My hope is that the topics covered here will gently prod you into examining the choices you make about the food you buy and eat, and maybe even make you reconsider your current habits and motivations when it comes to consumption. I think curiosity is a powerful tool; it may kill cats, but my hope is that curiosity will improve your health, and maybe it will also save you time and money.
Curiosity leads to questions and research, and also motivates you to learn more about things you don’t understand. I think a root cause of the mess we’ve made of our health and our natural resources is that we don’t ask enough questions of those that are providing and producing our foods; when we do ask questions, we also need to demand clear answers. If you don’t know what questions to ask (or why you should be asking questions at all) then you won’t be able to feed yourself or your family well.
I want to help you become an effective eater, a responsible consumer that makes informed choices that affect the status quo. I also want to help you to use ‘effect’ and ‘affect’ correctly in your everyday communications.
Being informed isn’t as easy as it should be. You have to put in hours and hours of research before you can be confident that you’re making the right choices or caring about the right things. We operate under the assumption that choices about what we buy and what we eat are either right or wrong, which isn’t really how life works. In terms of what we buy and what we eat specifically, a better way to approach decision-making is to think in terms of making choices that are better or worse, rather than right or wrong. Strive to make better choices instead, and watch how quickly that simplifies your culinary life.
Information becomes available to us at a rate faster than we can ever hope to process it, so it’s easy to become overwhelmed if you want to stay well-informed on any particular subject. But nowhere have I felt more confused or conflicted than in the trend-happy, mythology-obsessed world of food.

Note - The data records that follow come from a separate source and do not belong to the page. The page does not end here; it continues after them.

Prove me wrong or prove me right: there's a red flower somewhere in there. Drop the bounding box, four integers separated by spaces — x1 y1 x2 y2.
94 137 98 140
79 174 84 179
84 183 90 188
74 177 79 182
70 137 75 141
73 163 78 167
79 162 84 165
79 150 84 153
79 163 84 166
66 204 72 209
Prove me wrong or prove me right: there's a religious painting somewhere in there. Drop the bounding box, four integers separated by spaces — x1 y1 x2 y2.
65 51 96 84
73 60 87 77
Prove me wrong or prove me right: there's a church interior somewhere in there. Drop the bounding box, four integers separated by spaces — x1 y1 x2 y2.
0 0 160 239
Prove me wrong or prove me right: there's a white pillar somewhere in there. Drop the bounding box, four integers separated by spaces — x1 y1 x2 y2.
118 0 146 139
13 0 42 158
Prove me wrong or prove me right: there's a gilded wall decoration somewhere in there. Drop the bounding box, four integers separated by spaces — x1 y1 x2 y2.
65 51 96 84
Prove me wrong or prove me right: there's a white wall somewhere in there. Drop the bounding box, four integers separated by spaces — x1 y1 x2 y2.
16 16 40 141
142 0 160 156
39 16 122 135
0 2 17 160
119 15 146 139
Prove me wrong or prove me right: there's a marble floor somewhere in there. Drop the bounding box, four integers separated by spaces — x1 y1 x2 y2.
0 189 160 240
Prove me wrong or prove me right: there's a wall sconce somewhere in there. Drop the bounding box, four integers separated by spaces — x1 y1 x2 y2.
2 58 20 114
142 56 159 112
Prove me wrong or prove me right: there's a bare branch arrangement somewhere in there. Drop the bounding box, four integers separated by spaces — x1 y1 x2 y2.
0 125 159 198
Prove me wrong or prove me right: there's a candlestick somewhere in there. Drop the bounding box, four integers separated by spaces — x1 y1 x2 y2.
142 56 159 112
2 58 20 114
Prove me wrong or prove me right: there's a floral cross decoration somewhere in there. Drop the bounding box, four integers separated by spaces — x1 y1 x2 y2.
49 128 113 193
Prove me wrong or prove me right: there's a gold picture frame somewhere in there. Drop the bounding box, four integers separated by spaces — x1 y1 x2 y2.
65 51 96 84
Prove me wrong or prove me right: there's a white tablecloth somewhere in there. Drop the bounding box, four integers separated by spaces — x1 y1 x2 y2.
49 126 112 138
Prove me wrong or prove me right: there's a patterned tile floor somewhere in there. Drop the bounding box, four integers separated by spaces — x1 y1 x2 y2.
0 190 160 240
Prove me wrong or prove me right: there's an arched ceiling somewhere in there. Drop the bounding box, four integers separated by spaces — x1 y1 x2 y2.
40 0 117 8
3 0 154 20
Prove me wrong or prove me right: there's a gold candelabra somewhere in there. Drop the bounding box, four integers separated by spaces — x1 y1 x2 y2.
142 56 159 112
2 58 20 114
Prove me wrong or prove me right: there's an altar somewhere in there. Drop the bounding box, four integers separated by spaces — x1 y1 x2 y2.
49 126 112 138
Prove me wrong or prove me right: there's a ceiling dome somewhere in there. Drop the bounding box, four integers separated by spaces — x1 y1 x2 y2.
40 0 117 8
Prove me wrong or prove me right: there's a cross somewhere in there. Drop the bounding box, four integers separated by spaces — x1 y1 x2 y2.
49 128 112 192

There are approximately one million food documentaries on Netflix, and you’ve probably had a friend recommend one, telling you that it changed the way they thought in some way or another. I might actually be that friend, having watched several of these documentaries and then attempting to proselytize whoever was unwise enough to ask me if I’d ‘seen anything good lately.’ Watching these documentaries is a good way to learn, but if you watch all the documentaries or read all the latest studies, my bet is that you’ll become quite confused. A few examples of conclusions one could draw from documentaries, books, or studies I’ve read:
- Stop eating animals.
- Stop eating red meat.
- Eat more fish.
- Eat less fish, you’re ruining the ocean.
- Only buy grass-fed or vegetarian-fed meat.

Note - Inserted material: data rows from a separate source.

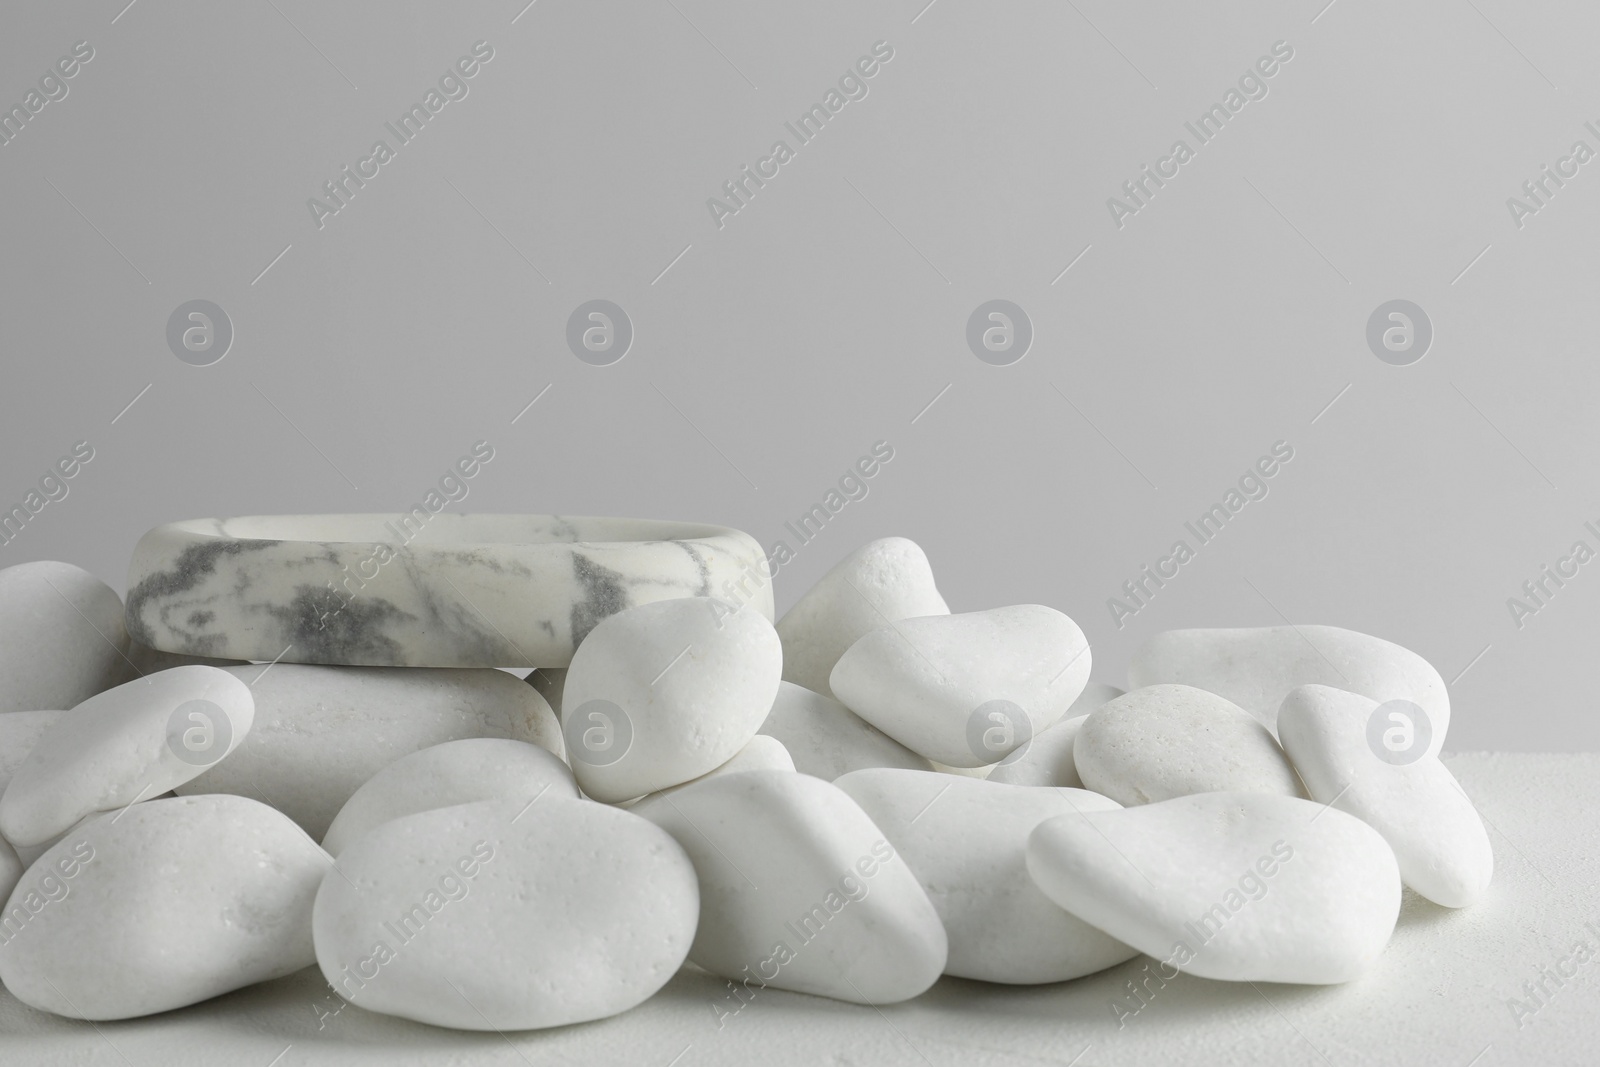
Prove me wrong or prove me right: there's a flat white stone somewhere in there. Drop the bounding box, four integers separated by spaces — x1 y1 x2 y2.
313 797 698 1030
830 605 1091 768
1129 625 1449 749
1073 684 1304 806
988 682 1124 787
777 538 949 698
562 598 781 803
321 739 578 856
1027 791 1401 984
0 710 59 799
174 665 561 839
0 794 330 1020
126 514 772 668
634 770 947 1004
1278 684 1493 908
0 561 130 715
759 681 931 780
835 769 1138 983
0 666 254 847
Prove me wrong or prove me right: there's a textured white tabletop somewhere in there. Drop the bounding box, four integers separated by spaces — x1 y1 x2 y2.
2 753 1595 1066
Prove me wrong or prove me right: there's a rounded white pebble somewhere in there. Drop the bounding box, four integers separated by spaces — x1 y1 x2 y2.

- Grass-fed meat isn’t as delicious; buy pasture-raised meat that is grain-finished.
- Only buy cage-free eggs from the happy chickens.

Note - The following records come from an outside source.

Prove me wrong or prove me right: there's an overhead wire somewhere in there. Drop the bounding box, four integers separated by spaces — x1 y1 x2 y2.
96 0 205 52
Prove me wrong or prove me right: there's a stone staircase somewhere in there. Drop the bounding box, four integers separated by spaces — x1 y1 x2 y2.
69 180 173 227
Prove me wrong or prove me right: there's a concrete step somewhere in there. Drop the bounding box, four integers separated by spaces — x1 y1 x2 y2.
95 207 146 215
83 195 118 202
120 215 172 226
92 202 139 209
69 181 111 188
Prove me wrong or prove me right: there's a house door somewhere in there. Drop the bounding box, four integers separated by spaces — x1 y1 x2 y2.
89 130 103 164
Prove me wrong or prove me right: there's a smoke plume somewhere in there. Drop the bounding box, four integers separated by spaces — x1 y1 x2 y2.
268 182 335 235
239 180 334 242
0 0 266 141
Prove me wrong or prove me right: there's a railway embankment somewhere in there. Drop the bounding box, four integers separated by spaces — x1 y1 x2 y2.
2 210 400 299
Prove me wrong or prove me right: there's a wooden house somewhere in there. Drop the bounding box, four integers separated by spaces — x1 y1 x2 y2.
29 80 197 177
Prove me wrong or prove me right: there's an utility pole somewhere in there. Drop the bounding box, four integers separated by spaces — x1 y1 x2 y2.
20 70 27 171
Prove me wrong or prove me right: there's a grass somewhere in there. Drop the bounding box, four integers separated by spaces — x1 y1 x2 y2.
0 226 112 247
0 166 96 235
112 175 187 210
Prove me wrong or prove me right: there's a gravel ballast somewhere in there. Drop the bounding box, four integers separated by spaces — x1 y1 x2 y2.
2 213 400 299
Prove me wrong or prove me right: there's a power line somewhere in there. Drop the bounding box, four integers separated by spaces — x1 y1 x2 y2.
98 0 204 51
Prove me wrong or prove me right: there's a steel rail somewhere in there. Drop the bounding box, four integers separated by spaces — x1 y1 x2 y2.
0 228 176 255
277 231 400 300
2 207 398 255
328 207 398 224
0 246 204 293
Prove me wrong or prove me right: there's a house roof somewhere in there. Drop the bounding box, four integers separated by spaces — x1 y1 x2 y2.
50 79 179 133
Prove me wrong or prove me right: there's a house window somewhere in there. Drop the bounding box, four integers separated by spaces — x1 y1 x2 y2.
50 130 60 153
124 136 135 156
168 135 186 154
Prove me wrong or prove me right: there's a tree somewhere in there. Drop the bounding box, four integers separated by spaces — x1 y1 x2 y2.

- Cage-free isn’t good enough anymore; now you need “Certified Humane”.
- Eat primarily raw foods.
- The raw food diet doesn’t work.
- Eat like the cave men.
- Avoid gluten.
- Avoid nitrates.
- Follow an autoimmune protocol.
- Everything must be organic and non-GMO.
- Avoid all fast food.
- Be vegetarian.
- Don’t be vegetarian.
- Carbs are the problem.
- Fats are the problem.
- Specific carbs and specific fats are the problem.
- The way Americans produce and eat food is the problem.
- Carbs are not the problem.
- Fats are not the problem.
- The way Americans produce and eat food is still the problem.
What to do? That’s a lot of noise, and it’s difficult to know where to begin. Documentaries present information in a dramatic, easily-digestible format (ready thyself for an unbearable amount of food puns) but often come across as preachy or whiny. “Change your ways or the world will burn” or “Everything is broken whaaa”.
Food labels add to the confusion and are unhelpful at best, straight-up misleading at worst. So I’d like to suggest that we cut out all the noise for a moment–ignore all of it–so that we can think: Don’t forget, you can buy and eat whatever you like.